In particular, we had one period where chunks of ATLAS production work died because the DPM was so overloaded.
Looking at the DPM during these periods, it looked like it was a combination of I/O waits and, more significantly, the dpm and srmv2.2 daemons maxing out the CPU.
Last Friday, we tried "optimising" the DPM MySQL backend by taking the dpm offline, and then exporting, dropping, and reimporting the dpm_db and cns_db databases. The InnoDB engine has an issue that it sometimes becomes fragmented, increasing the size of the physical DB file and reducing performance - reimporting from a logical backup usually reduces this fragmentation in the restored DB.
Unfortunately, this reimporting process took far longer than we anticipated---on the order of 5 hours!---and, in the end, resulted in a distinctly unimpressive 10% size reduction in the physical DB.
After bringing things back up again, however, it became clear that the performance hadn't changed much, and that it was most likely that we just needed to give the DPM processes more room to breathe.
Our DPM is considerably underspecced compared to our new worker nodes (which are lovely 8-core machines, at higher clock rates), but, of course, has the benefit of RAIDed storage to give our DB a bit more reliability.
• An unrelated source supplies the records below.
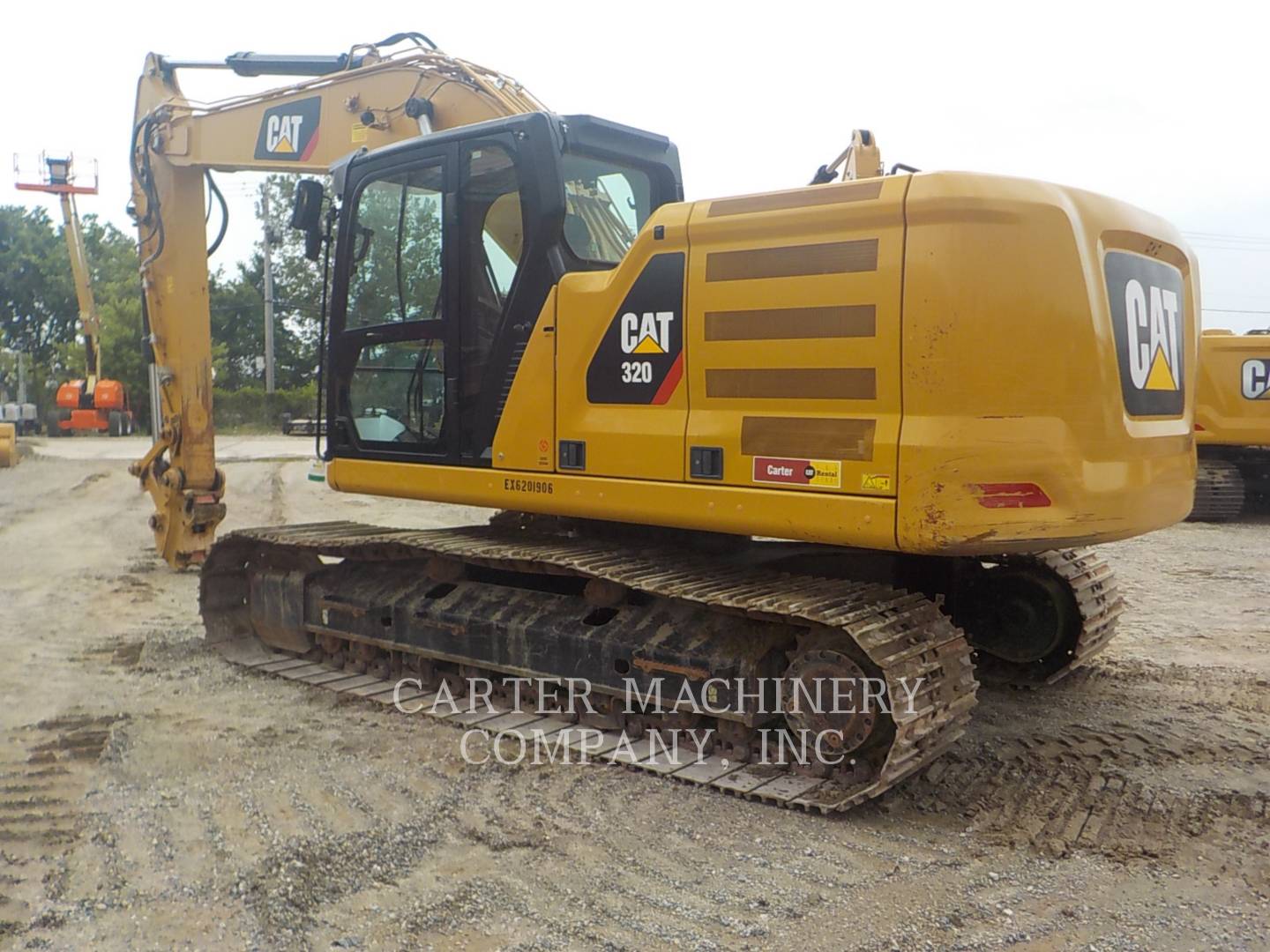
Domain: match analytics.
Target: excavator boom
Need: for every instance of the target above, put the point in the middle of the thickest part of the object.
(375, 100)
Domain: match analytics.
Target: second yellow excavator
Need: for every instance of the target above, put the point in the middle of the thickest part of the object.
(854, 433)
(1232, 424)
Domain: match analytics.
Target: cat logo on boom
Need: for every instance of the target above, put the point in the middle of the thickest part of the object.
(1147, 303)
(290, 132)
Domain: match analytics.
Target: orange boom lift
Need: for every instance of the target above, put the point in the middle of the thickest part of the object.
(93, 404)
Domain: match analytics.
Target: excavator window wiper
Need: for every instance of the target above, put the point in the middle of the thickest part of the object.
(400, 242)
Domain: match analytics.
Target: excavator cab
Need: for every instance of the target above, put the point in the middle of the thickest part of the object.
(447, 250)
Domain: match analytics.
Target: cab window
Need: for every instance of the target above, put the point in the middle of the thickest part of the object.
(395, 264)
(606, 205)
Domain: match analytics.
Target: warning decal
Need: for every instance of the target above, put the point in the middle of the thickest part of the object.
(798, 472)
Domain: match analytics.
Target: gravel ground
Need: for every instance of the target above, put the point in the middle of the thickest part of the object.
(153, 796)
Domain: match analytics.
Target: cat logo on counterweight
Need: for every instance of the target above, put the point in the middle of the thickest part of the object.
(1148, 319)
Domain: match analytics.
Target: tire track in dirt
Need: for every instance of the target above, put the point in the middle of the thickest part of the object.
(1113, 792)
(45, 770)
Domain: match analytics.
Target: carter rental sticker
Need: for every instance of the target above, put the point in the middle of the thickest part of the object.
(798, 472)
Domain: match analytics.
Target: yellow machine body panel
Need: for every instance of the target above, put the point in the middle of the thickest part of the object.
(1232, 397)
(794, 337)
(943, 363)
(628, 441)
(1019, 412)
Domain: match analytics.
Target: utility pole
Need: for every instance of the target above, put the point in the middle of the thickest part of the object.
(268, 292)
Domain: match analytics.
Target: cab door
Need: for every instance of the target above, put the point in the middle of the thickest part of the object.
(444, 268)
(397, 340)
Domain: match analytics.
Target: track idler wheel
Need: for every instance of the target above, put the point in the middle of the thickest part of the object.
(1022, 614)
(832, 710)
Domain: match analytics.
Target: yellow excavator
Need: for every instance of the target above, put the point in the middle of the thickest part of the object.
(1232, 424)
(855, 433)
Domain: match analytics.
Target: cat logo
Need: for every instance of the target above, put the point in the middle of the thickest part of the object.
(639, 360)
(1148, 317)
(290, 132)
(1256, 380)
(649, 334)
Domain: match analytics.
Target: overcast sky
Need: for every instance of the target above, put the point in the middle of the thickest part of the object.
(1162, 106)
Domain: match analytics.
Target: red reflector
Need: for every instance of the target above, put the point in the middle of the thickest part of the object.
(1011, 495)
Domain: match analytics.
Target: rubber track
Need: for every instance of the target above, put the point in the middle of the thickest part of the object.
(905, 635)
(1218, 492)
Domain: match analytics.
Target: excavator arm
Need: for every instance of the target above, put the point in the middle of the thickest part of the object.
(367, 100)
(89, 320)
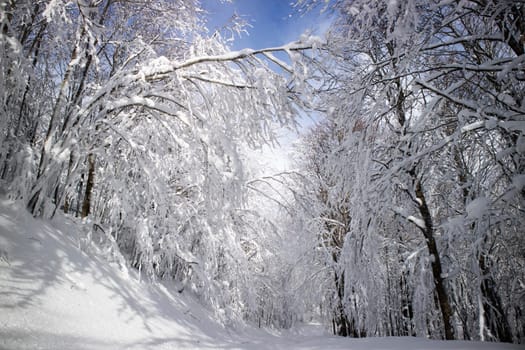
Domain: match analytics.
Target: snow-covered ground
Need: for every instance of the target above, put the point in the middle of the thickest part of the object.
(59, 292)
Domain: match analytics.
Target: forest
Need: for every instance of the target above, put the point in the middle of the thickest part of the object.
(404, 214)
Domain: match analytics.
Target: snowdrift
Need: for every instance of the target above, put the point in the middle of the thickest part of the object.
(58, 291)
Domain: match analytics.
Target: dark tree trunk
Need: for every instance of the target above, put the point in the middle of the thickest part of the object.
(86, 205)
(428, 232)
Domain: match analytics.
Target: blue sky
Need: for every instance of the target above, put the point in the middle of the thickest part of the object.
(274, 22)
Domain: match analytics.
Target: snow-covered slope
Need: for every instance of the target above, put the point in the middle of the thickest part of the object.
(54, 295)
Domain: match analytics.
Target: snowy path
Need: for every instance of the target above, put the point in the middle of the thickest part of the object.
(55, 296)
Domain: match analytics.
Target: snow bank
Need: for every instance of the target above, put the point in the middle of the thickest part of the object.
(54, 295)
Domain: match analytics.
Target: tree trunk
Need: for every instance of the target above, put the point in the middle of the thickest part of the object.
(86, 205)
(428, 232)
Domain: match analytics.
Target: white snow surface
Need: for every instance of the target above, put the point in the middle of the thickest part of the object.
(59, 292)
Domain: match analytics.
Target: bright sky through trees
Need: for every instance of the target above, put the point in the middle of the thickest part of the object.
(272, 22)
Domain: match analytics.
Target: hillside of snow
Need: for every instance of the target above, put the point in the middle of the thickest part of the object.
(57, 291)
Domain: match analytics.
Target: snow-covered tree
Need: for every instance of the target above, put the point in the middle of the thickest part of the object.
(429, 97)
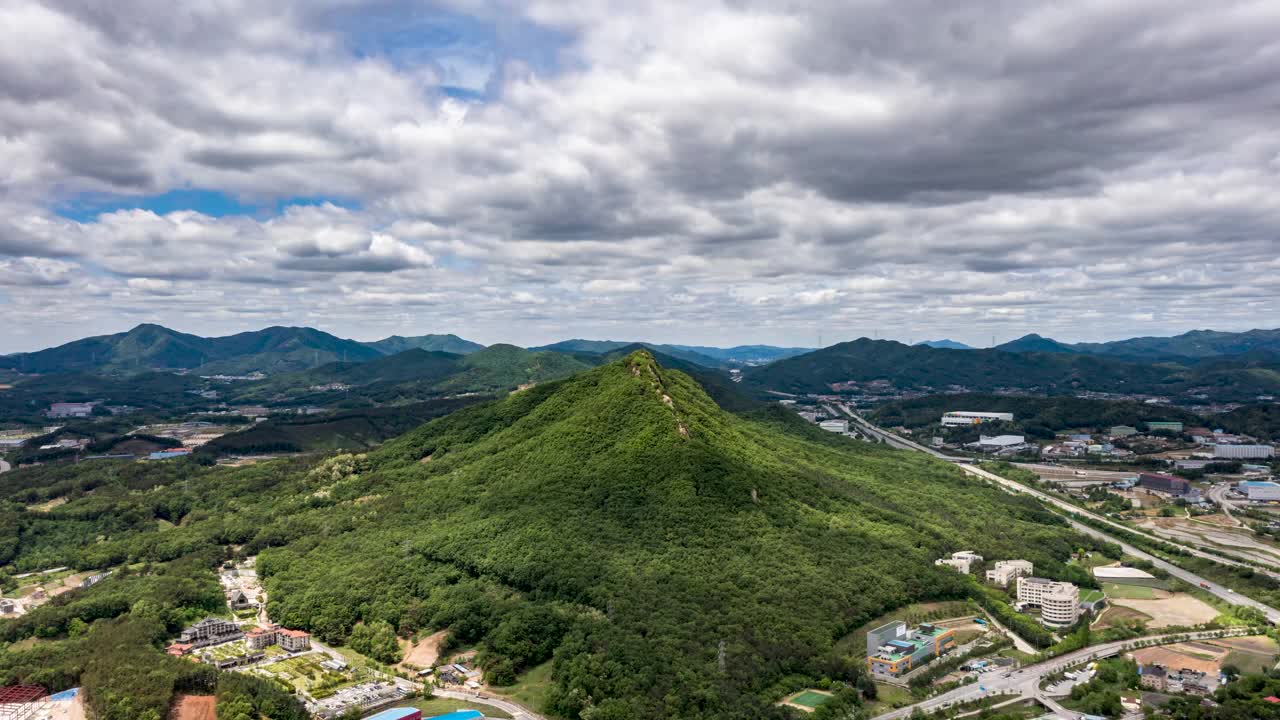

So, we decided to take the big step of splitting the DPM across two nodes - the old DPM being moved to a role as "MySQL backend server", and the "new" DPM being a repurposed worker node hosting all the DPM services.
Thanks to cfengine, and the arcane workings of YPF, it isn't too hard to make a node into any other kind of node that we want---the tricky bit, in this case, is swapping the hostnames, so that the "new" DPM still gets to be svr018, while the old DPM gets moved to svr015 (and also hosts our DPM monitoring stuff now).
The new svr018 used to be node310 - the last node in our pool of new worker nodes - which I'd previously taken offline and allowed to drain over the weekend in anticipation of this.
However, thanks to some synchronized administration by Mike and myself, things seemed to go relatively smoothly with the move on Monday, with only an hour of downtime and barely a failed job in sight, despite being full of ATLAS production at the time.
It looks like this also improved our HammerCloud performance, about which more in a later post.